Many holidaymakers were enjoying ice creams along the promenade at St Ives on Thursday while pubs and restaurants were doing a brisk trade.
However, Scott Stevens, 48, a construction company owner from Bishop’s Stortford, Hertfordshire, visiting with his wife, told The Times: “It’s not a relaxing holiday at all. It’s uncomfortable. You have to book everything three weeks in advance and there are no tables available in the restaurants.”
Tensions between locals and tourists have boiled over on occasions. A man was arrested on suspicion of assault last week for allegedly attacking two lifeboat volunteers in St Ives when they asked a driver parked in a space reserved for them to move his car.
A 14-year-old boy was attacked with a bottle on Perranporth beach, in north Cornwall, last month after asking tourists to pick up the plastic cups they had dropped. Police said that the suspects, who have not been caught, had “London accents”.
In the sailing harbour of Fowey, on the south coast of Cornwall, the pasty shops have been proving popular and the second-home owners have been staying longer.
Justine Hambly, 51, who runs Any Old Lights, an interior design shop, said that visitor numbers were on a par with Regatta Week, adding: “I think people could be more respectful of the rules. I don’t think it’s through unpleasantness, they just come on holiday and go into a completely different mode. People aren’t wearing masks or keeping their distance.”

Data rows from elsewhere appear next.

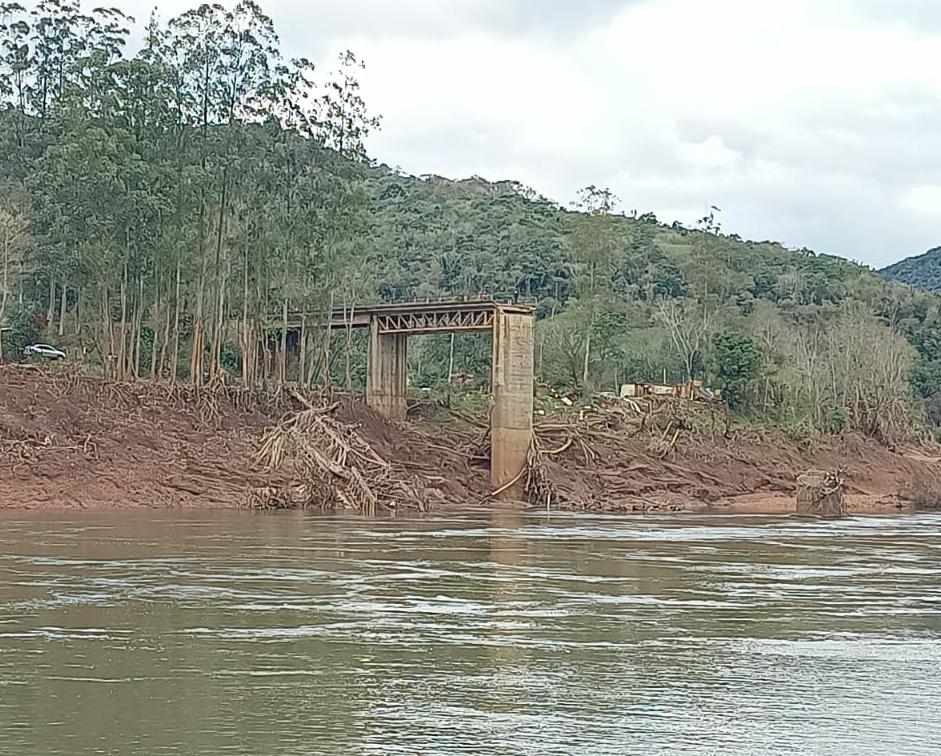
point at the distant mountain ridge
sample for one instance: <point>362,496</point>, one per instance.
<point>920,271</point>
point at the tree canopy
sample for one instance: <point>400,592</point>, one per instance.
<point>162,211</point>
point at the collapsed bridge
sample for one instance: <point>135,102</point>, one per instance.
<point>511,328</point>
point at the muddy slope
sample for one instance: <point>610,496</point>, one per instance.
<point>71,440</point>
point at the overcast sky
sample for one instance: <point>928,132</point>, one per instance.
<point>812,122</point>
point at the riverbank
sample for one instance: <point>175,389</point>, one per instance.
<point>68,440</point>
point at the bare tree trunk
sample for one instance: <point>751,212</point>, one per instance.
<point>50,310</point>
<point>326,344</point>
<point>248,348</point>
<point>283,357</point>
<point>62,304</point>
<point>349,348</point>
<point>302,368</point>
<point>587,355</point>
<point>450,367</point>
<point>176,324</point>
<point>137,327</point>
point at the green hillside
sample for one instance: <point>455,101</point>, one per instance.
<point>160,212</point>
<point>921,271</point>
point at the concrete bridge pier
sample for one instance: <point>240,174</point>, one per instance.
<point>511,420</point>
<point>386,371</point>
<point>511,326</point>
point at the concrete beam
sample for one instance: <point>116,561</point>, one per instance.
<point>511,422</point>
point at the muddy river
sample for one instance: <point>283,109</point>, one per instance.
<point>498,633</point>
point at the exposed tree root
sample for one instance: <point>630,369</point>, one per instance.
<point>336,467</point>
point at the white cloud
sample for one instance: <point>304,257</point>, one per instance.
<point>816,123</point>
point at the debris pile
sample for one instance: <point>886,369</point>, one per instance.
<point>334,467</point>
<point>820,493</point>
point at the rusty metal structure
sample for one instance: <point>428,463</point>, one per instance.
<point>511,326</point>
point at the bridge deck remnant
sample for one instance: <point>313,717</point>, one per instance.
<point>511,326</point>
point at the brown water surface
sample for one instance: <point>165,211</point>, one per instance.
<point>484,633</point>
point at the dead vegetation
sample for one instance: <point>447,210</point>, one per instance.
<point>334,467</point>
<point>68,439</point>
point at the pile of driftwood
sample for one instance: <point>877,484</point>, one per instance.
<point>333,467</point>
<point>820,493</point>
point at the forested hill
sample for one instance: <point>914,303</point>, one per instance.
<point>921,271</point>
<point>162,211</point>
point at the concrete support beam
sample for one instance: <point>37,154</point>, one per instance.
<point>511,422</point>
<point>386,372</point>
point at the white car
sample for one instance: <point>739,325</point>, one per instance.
<point>45,351</point>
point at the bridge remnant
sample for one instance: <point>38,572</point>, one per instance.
<point>511,327</point>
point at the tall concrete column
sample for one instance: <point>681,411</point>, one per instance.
<point>511,422</point>
<point>386,372</point>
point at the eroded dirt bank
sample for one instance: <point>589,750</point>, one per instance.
<point>74,441</point>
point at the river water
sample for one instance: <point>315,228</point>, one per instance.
<point>493,633</point>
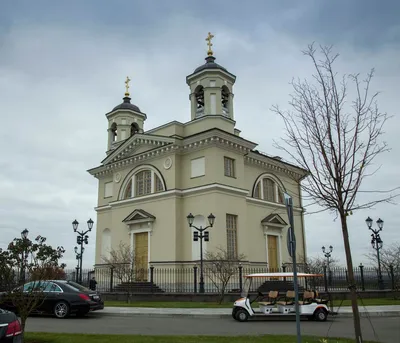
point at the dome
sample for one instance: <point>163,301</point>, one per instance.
<point>126,105</point>
<point>210,64</point>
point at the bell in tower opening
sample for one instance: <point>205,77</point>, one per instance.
<point>211,88</point>
<point>124,120</point>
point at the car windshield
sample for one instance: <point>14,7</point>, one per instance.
<point>77,287</point>
<point>246,287</point>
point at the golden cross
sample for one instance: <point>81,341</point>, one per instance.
<point>127,86</point>
<point>208,39</point>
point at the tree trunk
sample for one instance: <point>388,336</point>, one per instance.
<point>352,282</point>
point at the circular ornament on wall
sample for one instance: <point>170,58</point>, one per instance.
<point>168,163</point>
<point>117,177</point>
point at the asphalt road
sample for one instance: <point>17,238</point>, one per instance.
<point>387,328</point>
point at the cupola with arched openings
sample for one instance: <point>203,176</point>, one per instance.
<point>211,88</point>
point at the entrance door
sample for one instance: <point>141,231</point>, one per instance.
<point>272,253</point>
<point>141,255</point>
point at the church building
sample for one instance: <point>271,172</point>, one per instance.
<point>151,180</point>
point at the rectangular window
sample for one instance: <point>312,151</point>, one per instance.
<point>143,183</point>
<point>269,190</point>
<point>198,167</point>
<point>231,235</point>
<point>213,103</point>
<point>229,166</point>
<point>108,189</point>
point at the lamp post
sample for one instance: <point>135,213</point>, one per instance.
<point>377,244</point>
<point>202,234</point>
<point>78,258</point>
<point>24,253</point>
<point>81,238</point>
<point>328,255</point>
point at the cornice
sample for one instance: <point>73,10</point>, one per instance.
<point>176,193</point>
<point>271,204</point>
<point>265,162</point>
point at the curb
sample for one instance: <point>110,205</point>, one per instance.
<point>205,315</point>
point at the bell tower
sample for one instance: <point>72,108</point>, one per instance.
<point>124,121</point>
<point>211,88</point>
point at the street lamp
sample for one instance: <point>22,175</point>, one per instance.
<point>377,243</point>
<point>24,255</point>
<point>202,234</point>
<point>328,255</point>
<point>78,257</point>
<point>81,238</point>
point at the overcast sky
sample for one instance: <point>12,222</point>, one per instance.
<point>63,66</point>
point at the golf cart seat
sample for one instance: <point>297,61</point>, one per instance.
<point>272,297</point>
<point>320,300</point>
<point>289,299</point>
<point>308,298</point>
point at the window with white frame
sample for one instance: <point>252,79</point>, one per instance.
<point>229,167</point>
<point>143,182</point>
<point>231,235</point>
<point>269,190</point>
<point>108,189</point>
<point>198,166</point>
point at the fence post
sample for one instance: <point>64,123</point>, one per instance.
<point>240,277</point>
<point>111,278</point>
<point>152,277</point>
<point>325,280</point>
<point>392,277</point>
<point>362,276</point>
<point>195,279</point>
<point>284,270</point>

Holly Lovelock, 21, an assistant at the Seasalt clothes shop, said that the beaches were so “incredibly packed” that she would avoid them until after summer.
As businesses less affected by social distancing make hay while the sun shines, places such as pubs and clothes shops are struggling to recoup income lost in lockdown.
Carol Tambling, landlady of the Lugger pub in Fowey, said: “We can only book so many people in for food. We missed Easter, we are missing Regatta Week and the Christmas market is looking like it will get cancelled.”
Salcombe, on the south coast of Devon, has been disturbed by unprecedented levels of antisocial behaviour and litter.
Jeff Gillard, 42, an ambulance medic, said that the town has resembled a “war zone” of broken glasses and takeaway boxes most mornings. “I wouldn’t say the numbers of people are hugely different, it just seems to be a different type of visitor,” he said. “The middle of Salcombe feels like a bit of a no-go zone from 10pm.”
Anthony Mangnall, the Conservative MP for Totnes, has promised “more police will be on the streets this weekend to deal with antisocial behaviour”.
The beaches of north Cornwall have been the busiest that many RNLI lifeguards can remember, with 14,000 counted at Perranporth in one day last week.
Tommy Job, 30, of the Watering Hole pub on the beach, said that antisocial behaviour had been worse in lockdown: “People were having big parties . . . now things are back to more normal. I think some locals have a chip on their shoulder because they had the place to themselves for a while. It always gets busy, it’s nothing abnormal.”